Cours ouvert du Professeur invité Eric Vauthey : « Spectroscopie moléculaire ultra-rapide en phase condensée »


Le Lasir a eu le plaisir de vous convier à une journée de cours ouvert
dispensée par le Professeur Eric Vauthey
« Spectroscopie moléculaire ultra-rapide en phase condensée »
le cours s’est déroulé le
mercredi 3 février 2016 de 09h30 à 17h30
à l’Université Lille 1, salle de l’UFR de Chimie,
bâtiment C8 – 1er étage
Cette journée de cours était gratuite et ouverte à tous
Introduction ultrafast spectroscopy time scales • relevant processes |
Techniques time-resolved fluorescence • UV-vis and IR transient absorptions |
Relaxation phenomena vibrational • solvation • rotational |
Photophysical and photochemical processes internal conversion • electronic energy transfer • charge-transfer processes in complex architectures • ultrafast processes at liquid/liquid interfaces |
Eric Vauthey has studied chemistry at the University of Fribourg where he obtained his PhD in 1989 under the supervision of Profs Paul Suppan and Edwin Haselbach. He went then for post-docs to the Royal Institution and to Imperial College in the group of Prof. David Phillips and to the ETH in Zürich in the group of Prof. Urs Wild. In 1992, he came back to Fribourg as a Lecturer and could start his own research. He obtained his habilitation in 1998 and was appointed as full Professor of physical chemistry at the University of Geneva in 2001. He was the head of the Physical Chemistry department of the Geneva University. He has also been the president of the European Photochemistry Association (EPA). His expertise in time-resolved optical spectroscopy and Photochemistry is worldwide recognized.

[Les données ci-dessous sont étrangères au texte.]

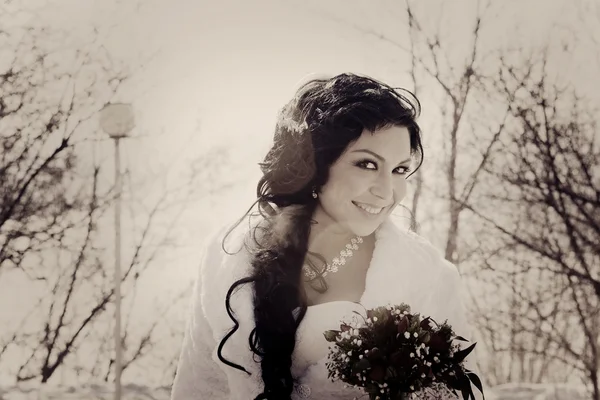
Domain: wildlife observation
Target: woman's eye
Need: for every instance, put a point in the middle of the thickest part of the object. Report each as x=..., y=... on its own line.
x=402, y=170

The research of Eric Vauthey and his team is focused on the development and the applications of optical spectroscopic techniques to investigate ultrafast processes in the condensed phase, taking place between a few tens of femtoseconds to a few nanoseconds. These techniques include four-wave mixing, transient absorption (UV-visible and infra-red), fluorescence up-conversion and time-resolved second harmonic generation. The main interest lies in the understanding of the dynamics of ultrafast processes, such as photoinduced charge transfer, excitation energy transfer, vibrational and solvent relaxation in bulk liquid solutions, at interfaces and in biological and organised environments.